BMW's second-quarter profit declined by a fifth, struck by currency rate moves and capital outlay in electric and hybrid cars production to support meet tighter emissions margins.
Yet, the German car builder adhered to its annual gauges, staying away from the returns threats that have punched the business and lifting its stocks higher on Thursday.
Automakers actively invest funds into cleaner and self-driving technologies as interest in China, the world's greatest auto market, is declining and Sino-U.S. trade row is limiting worldwide financial development.
German adversary Daimler and industry provider Continental have both struggled from revenues threats recently, even though Fiat Chrysler and Volkswagen adhered to their 2019 estimates.
BMW reported income before demand and taxes tumbled to 2.2 billion euros ($2.4 billion) in the second quarter, struck by the expense of attempting to meet tighter emissions margins due in 2021.

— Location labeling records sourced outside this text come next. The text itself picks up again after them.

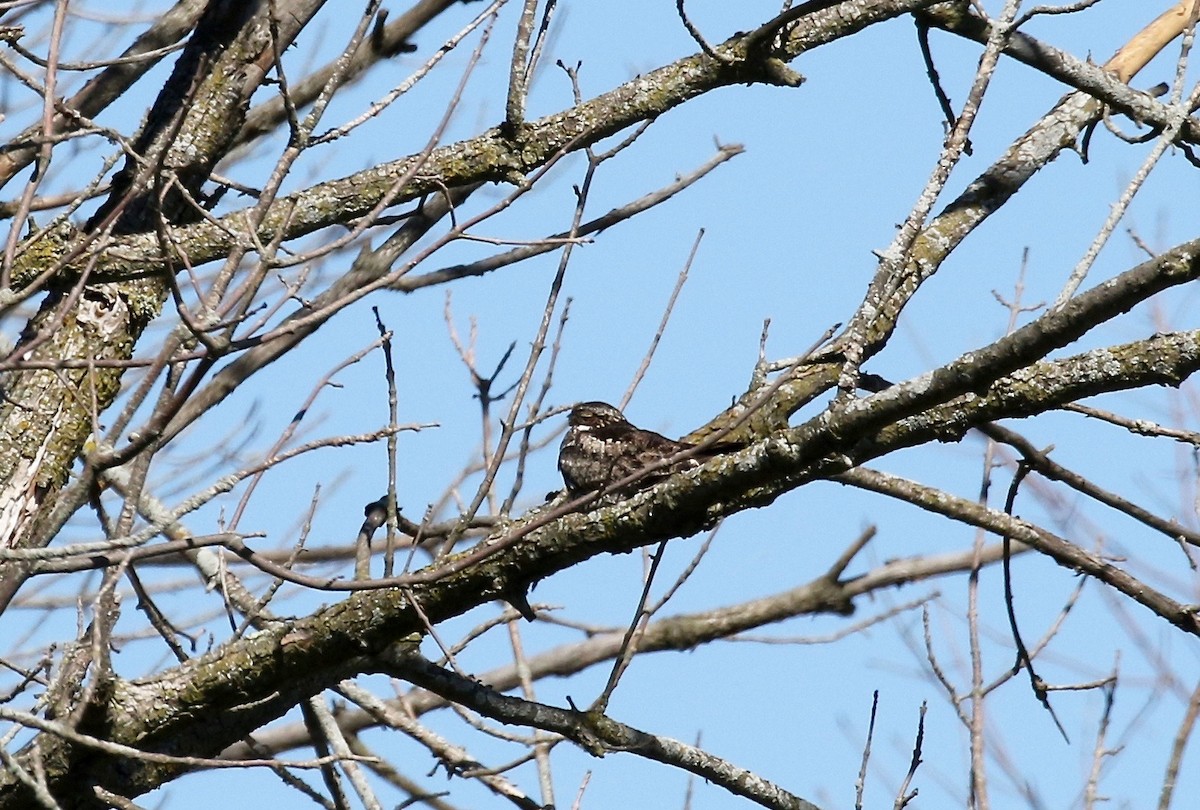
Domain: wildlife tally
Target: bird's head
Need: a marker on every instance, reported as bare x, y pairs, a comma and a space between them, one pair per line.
594, 414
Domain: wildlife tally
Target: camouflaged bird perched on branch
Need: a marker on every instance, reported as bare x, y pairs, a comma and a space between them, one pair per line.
603, 448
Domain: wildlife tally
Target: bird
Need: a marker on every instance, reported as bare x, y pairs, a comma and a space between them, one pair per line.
601, 448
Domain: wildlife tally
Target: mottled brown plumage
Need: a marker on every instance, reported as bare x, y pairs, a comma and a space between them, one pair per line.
601, 448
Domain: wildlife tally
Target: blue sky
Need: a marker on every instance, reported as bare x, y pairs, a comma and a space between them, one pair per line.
829, 171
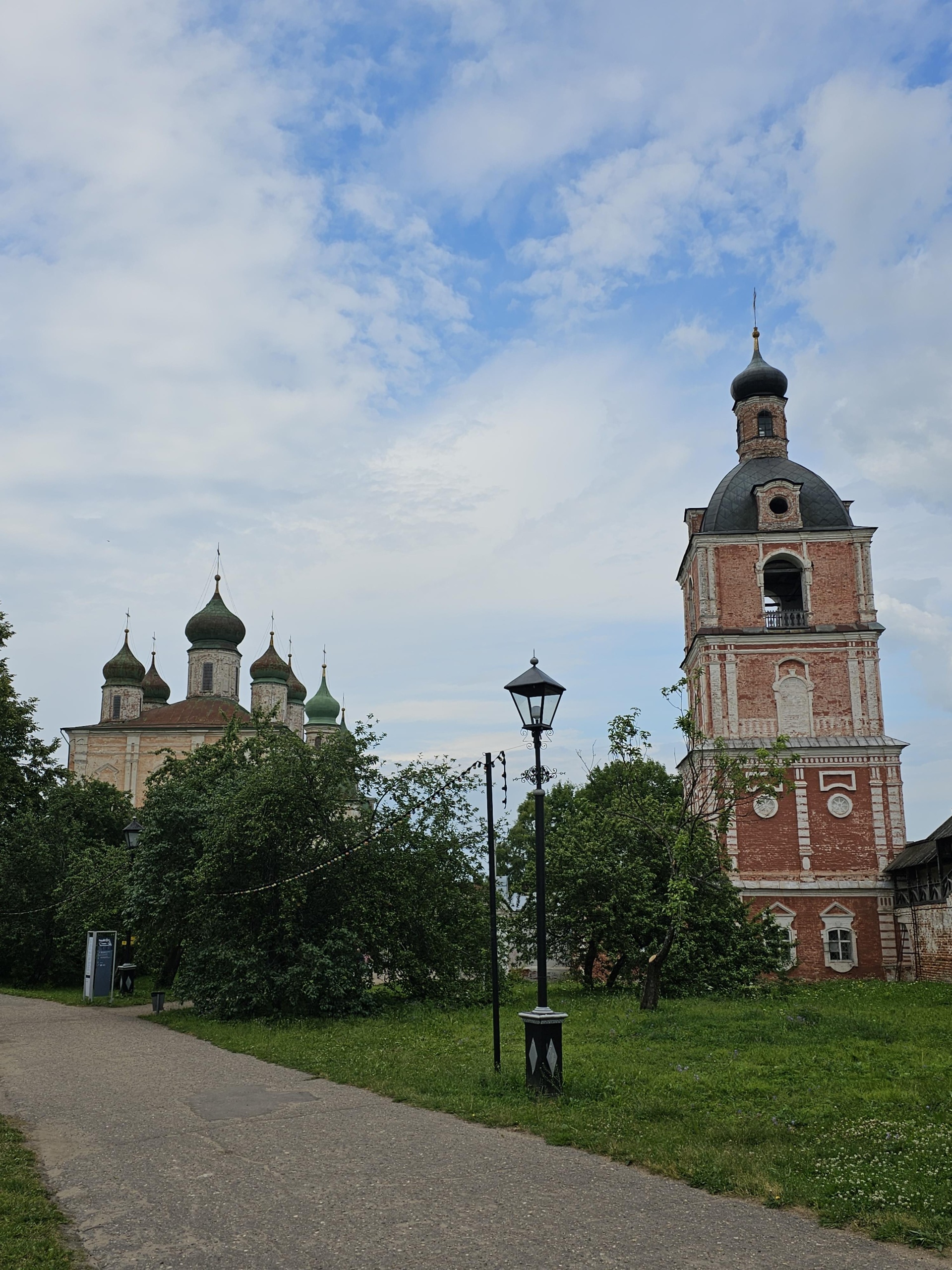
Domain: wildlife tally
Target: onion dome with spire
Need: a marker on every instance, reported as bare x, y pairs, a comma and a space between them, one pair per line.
298, 693
323, 708
758, 379
154, 686
215, 627
125, 670
271, 667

The capital outlay in property, plant, and hardware gained 39 percent as the firm opened an industrial facility in Mexico and re-equipped its factories to present more adaptable machining line help it double deals of electric and hybrid autos by 2021.
BMW reported the return on sales at its car division tumbled to 6.5 percent from 8.6 percent per year earlier, in spite of a 1.5 percent growth in vehicle deals over a similar period.
Yet experts cited the operating profit margin in comparison with Mercedes-Benz's 3.6 percent and Audi's 8 percent given BMW sees bigger volumes and a better blend of model deals in the second part of the year.
BMW emphasized its conjecture for a major decline in group returns before tax in 2019 just as an insignificant gain in vehicle supplies, and an EBIT margin of 4.5-6.5 percent in the automobile construction sector.
BMW stocks edged higher by 1.2 percent at 67.62 euros at 1015 GMT.